IID-3 Machine learning

Antoine Cornuéjols (Link, Agro Paris)
Emmanuel Vazquez (L2S, CentraleSupélec)

Recent advances in machine learning have made it the core of modern data and knowledge management. Current challenges concern the development of richer, more expressive models—aka deep learning—that leverage the complexity of large-scale data. Ensuring an efficient learning on the available computational architectures and a seamless composition of such models remain open questions. Online learning is key to machine learning upscaling, and when data are structured as streams. In data-rich settings, abstractions can be learned from data, leading to end-to-end learning frameworks, where learning procedures handle the full data processing with little-to-no problem-specific tuning. Real-life learning systems are operated in open-loop mode, a setting also called continuous or lifelong learning. The counterpart of enhanced expressivity is the instability of learning systems, that are subject to catastrophic failures, and sensitive to biases; ensuring robustness in learning is thus a major endeavour. More generally, the characterization of the performance of such systems is a fundamental question, that Digicosme will address with concepts borrowed from information theory in collaboration with Comex and Scilex. Beyond reliability, learning systems should provide interpretable and explainable models, enabling users to understand the reasons of an outcome: a pending challenge here is to analyse the causal structure inherent to complex data. The solutions to these problems are expected at the cross-road of machine learning and symbolic artificial intelligence. The domain of computer vision as well as its corollary in machine listening, although already actively studied in DigiCosme, will provide a favorable ground to combine high level, structural and symbolic representations and reasoning with machine learning and uncertainty modeling. E-health, life sciences and more generally e-science will also be targeted as fields where interpretability matters equally as performance.

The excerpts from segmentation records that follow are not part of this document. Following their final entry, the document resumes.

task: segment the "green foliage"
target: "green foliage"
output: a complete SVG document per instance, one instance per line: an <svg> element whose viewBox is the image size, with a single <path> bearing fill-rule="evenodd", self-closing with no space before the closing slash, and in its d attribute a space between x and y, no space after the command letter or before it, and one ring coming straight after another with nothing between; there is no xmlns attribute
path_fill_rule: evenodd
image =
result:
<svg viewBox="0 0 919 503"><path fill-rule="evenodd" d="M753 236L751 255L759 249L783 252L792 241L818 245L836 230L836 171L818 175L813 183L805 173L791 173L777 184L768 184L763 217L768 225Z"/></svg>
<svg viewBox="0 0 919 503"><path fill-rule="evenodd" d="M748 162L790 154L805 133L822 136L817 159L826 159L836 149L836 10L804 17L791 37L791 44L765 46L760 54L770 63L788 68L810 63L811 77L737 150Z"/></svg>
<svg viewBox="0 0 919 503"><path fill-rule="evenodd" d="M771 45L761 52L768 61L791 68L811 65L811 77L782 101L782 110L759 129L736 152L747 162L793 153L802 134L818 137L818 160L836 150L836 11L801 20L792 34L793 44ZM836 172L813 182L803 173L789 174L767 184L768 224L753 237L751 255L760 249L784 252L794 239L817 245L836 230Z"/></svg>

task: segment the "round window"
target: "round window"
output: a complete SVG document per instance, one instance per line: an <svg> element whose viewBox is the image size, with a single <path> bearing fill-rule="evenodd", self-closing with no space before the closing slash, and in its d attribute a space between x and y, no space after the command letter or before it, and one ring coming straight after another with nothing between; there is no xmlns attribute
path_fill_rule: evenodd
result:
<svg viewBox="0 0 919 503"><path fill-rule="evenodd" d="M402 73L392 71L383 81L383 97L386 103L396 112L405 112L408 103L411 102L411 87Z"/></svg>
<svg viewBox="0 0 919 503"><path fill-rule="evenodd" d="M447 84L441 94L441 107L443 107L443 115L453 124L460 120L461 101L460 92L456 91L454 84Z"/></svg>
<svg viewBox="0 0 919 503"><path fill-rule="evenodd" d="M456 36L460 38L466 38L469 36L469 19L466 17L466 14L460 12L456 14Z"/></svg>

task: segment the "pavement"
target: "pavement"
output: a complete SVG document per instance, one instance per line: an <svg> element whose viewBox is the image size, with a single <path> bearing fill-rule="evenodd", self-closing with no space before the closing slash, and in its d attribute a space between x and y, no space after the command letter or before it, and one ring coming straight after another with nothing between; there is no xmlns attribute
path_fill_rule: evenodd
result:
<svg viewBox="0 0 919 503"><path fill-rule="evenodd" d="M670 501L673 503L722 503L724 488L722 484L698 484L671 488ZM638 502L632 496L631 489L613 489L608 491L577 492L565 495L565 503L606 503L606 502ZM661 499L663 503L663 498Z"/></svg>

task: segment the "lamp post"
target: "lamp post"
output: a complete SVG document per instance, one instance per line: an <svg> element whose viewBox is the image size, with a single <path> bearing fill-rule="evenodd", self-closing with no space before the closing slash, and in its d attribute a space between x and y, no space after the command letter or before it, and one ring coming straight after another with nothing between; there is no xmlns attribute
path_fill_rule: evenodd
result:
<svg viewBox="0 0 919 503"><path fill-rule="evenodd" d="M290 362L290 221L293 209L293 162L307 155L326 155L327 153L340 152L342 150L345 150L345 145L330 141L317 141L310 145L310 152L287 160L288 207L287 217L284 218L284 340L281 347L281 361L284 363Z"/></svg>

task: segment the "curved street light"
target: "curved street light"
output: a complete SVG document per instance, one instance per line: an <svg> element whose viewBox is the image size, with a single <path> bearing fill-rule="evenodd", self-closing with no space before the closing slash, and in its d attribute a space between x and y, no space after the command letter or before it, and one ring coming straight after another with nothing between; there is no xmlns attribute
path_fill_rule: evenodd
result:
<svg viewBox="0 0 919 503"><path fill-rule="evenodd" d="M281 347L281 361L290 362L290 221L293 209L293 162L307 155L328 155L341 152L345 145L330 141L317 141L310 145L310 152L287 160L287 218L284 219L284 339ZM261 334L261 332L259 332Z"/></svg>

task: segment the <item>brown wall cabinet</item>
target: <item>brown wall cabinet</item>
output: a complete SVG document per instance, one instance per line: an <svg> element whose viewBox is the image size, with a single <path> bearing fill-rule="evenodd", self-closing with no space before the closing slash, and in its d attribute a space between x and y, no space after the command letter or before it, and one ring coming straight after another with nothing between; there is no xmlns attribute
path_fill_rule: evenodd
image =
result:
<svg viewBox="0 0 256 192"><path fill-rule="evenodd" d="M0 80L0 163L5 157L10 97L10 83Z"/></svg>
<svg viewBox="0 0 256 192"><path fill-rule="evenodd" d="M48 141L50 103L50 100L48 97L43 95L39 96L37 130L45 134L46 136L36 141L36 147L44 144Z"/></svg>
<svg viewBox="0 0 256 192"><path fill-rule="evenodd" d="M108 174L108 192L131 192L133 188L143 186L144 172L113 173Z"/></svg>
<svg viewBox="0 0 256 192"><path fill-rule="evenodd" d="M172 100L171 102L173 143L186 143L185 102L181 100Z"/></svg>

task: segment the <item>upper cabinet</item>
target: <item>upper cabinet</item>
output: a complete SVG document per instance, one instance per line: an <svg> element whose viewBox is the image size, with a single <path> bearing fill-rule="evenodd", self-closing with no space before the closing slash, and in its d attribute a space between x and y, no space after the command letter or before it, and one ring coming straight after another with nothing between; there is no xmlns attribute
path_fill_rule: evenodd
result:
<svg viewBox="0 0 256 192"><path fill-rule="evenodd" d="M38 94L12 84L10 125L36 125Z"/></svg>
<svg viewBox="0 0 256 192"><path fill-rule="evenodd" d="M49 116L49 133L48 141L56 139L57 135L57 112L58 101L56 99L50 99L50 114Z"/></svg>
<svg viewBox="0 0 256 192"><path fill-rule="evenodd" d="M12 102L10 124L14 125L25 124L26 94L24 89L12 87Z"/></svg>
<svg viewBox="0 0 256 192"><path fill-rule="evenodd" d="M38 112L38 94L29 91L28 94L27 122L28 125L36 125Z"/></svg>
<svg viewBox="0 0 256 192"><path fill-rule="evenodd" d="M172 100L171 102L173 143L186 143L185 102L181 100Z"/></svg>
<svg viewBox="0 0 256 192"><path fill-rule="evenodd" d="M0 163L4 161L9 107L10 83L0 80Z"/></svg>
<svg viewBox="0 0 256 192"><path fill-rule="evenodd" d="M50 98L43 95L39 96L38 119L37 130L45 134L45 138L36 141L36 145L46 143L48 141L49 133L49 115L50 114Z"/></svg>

Data also come with limitations: missing data, heterogeneity and more generally, dirty data, are not handled by most standard procedures; data imbalance also compromises many real-life learning schemes. In the weak data limit, generalization to unseen categories (aka zero-shot learning) is actually needed. In such cases, transfer learning and semi-supervised learning bring essential tools as well as the attempt to learn universal representations in this context. Finally, the reliance on existing knowledge bases is a means to deal with data shortage.